Two weeks ago, in our Newsflash dated 22 January 2015, we discussed the latest developments in respect of the EU FTT since the turn of the year.
Following the lack of consensus between the 11 participating Member States (“PMS’) at the end of last year, it was therefore noteworthy that President Hollande of France stated his strong support for an EU FTT earlier this month. The model put forward by President Hollande is broad in scope but with lower rates. The French position was supported by comments from the Austrian Finance Minister, Hans Jörg Schelling. However, it remained to be seen how much support this new proposal would receive from the other PMS.
Following last ECOFIN Council meeting, 10 of the PMS signed a Joint Statement (the “Joint Statement”) reaffirming their commitment to the introduction of the EU FTT.
The signatories to the Joint Statement did not include Greece, who up until now has been part of the PMS. However, this may simply be a result of the recent elections in Greece (much like the absence of Slovenia from the last Joint Statement in May 2014).
As regards the scope of the tax, the Joint Statement echoes the recent French proposals, stating the intention of the PMS to proceed with a model based on “the widest possible base and low rates”.
Comments from Dr Schelling indicate that a phased approach is still envisaged, over 2016 and 2017. This could, for example, see the introduction of a tax on equities and certain derivatives in the first instance, followed by other financial instruments as part of a second stage.
It is difficult to see how the proposed timeframe would allow sufficient time for the PMS to agree the scope of the tax and for this to be implemented in time for 1 January 2016.
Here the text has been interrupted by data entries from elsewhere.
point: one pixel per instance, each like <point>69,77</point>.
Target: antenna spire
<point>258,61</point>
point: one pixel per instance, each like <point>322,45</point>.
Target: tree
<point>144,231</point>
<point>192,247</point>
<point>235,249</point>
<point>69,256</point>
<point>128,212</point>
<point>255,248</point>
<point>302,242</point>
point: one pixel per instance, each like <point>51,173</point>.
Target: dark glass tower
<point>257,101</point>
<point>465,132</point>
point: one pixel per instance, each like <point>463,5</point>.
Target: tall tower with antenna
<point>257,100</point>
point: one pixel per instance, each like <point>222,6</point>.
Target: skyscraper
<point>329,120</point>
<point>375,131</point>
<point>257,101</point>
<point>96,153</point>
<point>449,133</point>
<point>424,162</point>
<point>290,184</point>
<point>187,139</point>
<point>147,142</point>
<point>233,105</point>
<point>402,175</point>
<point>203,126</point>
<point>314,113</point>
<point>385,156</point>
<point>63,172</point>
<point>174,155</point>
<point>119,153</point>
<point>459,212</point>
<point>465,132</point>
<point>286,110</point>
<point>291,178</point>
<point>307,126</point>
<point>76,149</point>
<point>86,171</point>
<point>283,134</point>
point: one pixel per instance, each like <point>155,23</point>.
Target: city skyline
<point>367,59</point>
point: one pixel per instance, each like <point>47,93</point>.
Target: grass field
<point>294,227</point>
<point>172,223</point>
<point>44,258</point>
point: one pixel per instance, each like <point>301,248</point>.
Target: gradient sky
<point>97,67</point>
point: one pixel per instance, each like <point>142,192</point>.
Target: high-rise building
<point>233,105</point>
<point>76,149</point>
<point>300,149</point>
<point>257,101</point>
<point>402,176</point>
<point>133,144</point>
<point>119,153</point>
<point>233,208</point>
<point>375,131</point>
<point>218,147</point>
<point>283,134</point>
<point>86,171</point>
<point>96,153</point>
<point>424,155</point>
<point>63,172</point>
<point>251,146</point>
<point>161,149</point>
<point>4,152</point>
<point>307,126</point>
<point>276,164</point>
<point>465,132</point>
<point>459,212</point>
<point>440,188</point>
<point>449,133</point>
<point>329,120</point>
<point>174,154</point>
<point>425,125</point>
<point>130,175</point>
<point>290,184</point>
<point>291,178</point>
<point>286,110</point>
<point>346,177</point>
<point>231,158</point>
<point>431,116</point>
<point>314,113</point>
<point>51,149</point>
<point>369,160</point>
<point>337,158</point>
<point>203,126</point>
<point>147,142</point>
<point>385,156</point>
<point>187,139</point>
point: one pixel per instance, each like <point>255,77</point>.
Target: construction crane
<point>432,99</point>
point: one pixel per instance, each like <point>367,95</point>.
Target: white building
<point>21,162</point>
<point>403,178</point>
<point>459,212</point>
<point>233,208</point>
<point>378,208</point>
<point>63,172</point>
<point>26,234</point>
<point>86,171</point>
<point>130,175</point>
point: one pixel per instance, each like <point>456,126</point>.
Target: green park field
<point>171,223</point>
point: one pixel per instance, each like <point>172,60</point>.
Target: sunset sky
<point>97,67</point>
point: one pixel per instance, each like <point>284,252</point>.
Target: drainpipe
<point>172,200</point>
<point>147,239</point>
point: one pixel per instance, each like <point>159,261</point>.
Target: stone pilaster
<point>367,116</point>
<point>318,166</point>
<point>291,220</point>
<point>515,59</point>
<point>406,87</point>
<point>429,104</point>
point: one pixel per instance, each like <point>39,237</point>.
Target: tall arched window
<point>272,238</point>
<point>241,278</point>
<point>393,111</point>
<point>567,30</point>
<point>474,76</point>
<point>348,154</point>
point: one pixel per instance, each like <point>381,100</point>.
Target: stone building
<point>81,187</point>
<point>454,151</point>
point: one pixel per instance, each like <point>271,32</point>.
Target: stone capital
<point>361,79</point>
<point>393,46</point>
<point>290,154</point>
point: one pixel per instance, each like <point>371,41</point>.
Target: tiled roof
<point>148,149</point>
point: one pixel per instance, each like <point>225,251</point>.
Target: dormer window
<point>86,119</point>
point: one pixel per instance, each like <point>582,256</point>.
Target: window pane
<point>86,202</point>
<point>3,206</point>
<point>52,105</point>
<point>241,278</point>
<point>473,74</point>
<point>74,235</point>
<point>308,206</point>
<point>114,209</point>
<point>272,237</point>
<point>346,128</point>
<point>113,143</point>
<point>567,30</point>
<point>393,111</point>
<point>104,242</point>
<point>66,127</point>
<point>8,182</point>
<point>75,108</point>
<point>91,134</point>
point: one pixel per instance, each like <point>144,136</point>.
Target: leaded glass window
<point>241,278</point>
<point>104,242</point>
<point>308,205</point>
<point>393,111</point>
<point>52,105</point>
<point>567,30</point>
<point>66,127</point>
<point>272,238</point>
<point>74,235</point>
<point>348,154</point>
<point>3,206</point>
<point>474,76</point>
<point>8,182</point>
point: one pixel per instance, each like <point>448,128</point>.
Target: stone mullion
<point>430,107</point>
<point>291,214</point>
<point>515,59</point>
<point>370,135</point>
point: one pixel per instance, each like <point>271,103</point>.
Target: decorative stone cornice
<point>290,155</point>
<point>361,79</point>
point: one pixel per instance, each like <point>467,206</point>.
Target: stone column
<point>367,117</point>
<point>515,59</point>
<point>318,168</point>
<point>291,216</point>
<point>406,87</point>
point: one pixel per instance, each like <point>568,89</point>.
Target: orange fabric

Whilst this is not the first statement of this kind to be released by the PMS, it may, nevertheless, provide an indication that there is now sufficient political will for the EU FTT to be introduced.
What happens next?
At this stage there is little clarity on the precise details of the scope or model of the tax that is now favoured. The next step is therefore for the PMS to agree these details. It is understood that Portugal will be involved in leading the technical work that needs to be undertaken. The PMS have also called upon the European Commission to provide technical assistance.
An update on progress is expected at the next ECOFIN Council meeting.